# How to Haunt Your House, Book Two now online



## LynneM (Mar 24, 2009)




----------



## Joiseygal (Jun 10, 2009)

The first book was amazing! I can't wait to purchase this book.


----------



## drea11 (Jun 4, 2006)

Just bought it. Hubby and I enjoyed the first one and have been eagerly waiting for the next one. We cant wait!


----------



## Spookilicious mama (Feb 27, 2008)

*Purchased! Cant wait!! Thanks for posting this I had no idea this book was out there*


----------



## madmax (Dec 28, 2003)

LynneM said:


> It took a really long time... but at long last, How to Haunt Your House, Book Two is done and published. We've updated our website if you want to check out a full preview and video: www.howtohauntyourhouse.com


Where's the Tutorial or Step-By-Step for this book?????? 

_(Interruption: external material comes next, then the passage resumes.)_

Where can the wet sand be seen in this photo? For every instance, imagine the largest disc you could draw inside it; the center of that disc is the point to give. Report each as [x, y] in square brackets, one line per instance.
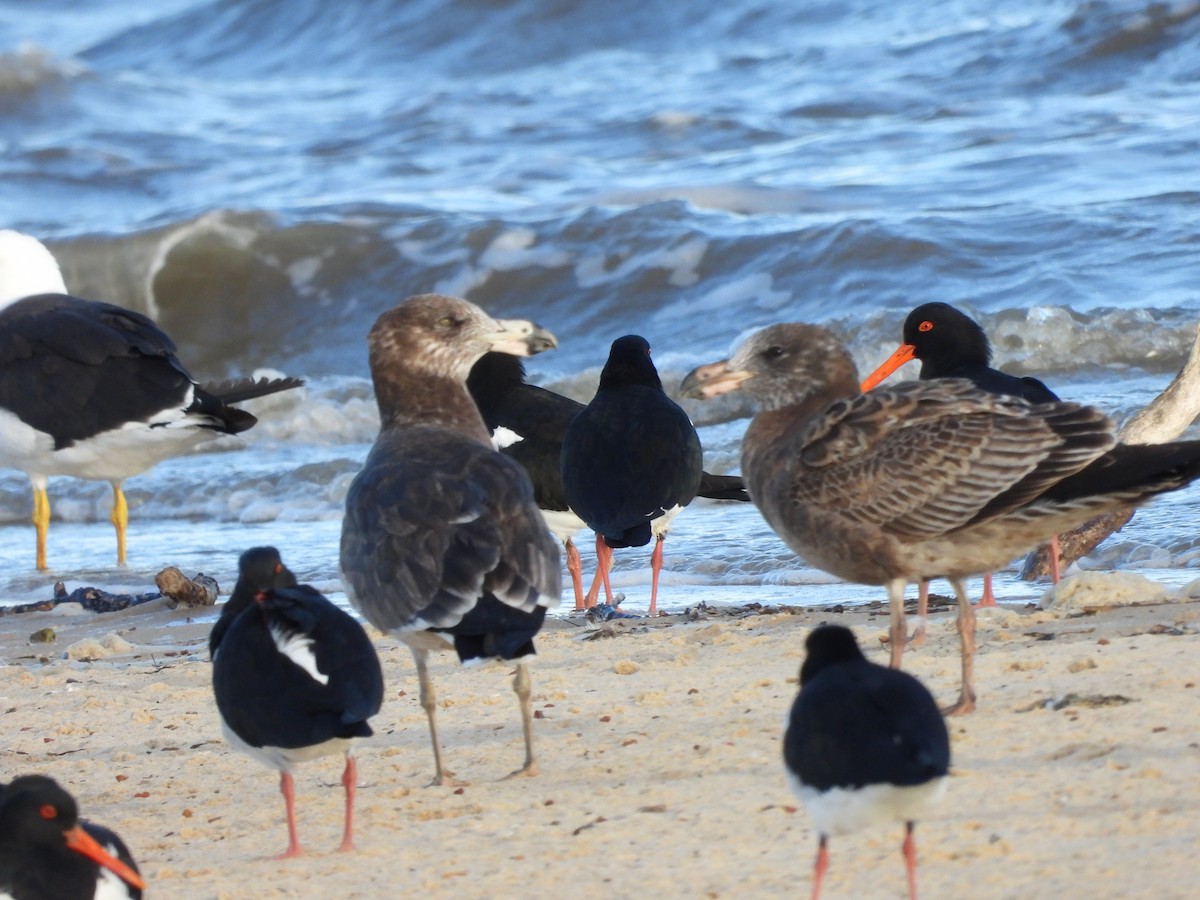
[659, 745]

> Read Before Posting In This Section
> 
> permalink
> This new section if for members to post step-by-step what how they built their Halloween and Horror props.
> ...


----------



## Terra (Sep 23, 2007)

The graveyard ghosts are a great idea! So excited to hear that you made another one.

*FYI* _(in my role of moderator):_ I moved this thread to the announcement section. The tutorial section here at the forum is not meant for tutorials posted at other sites or books.


----------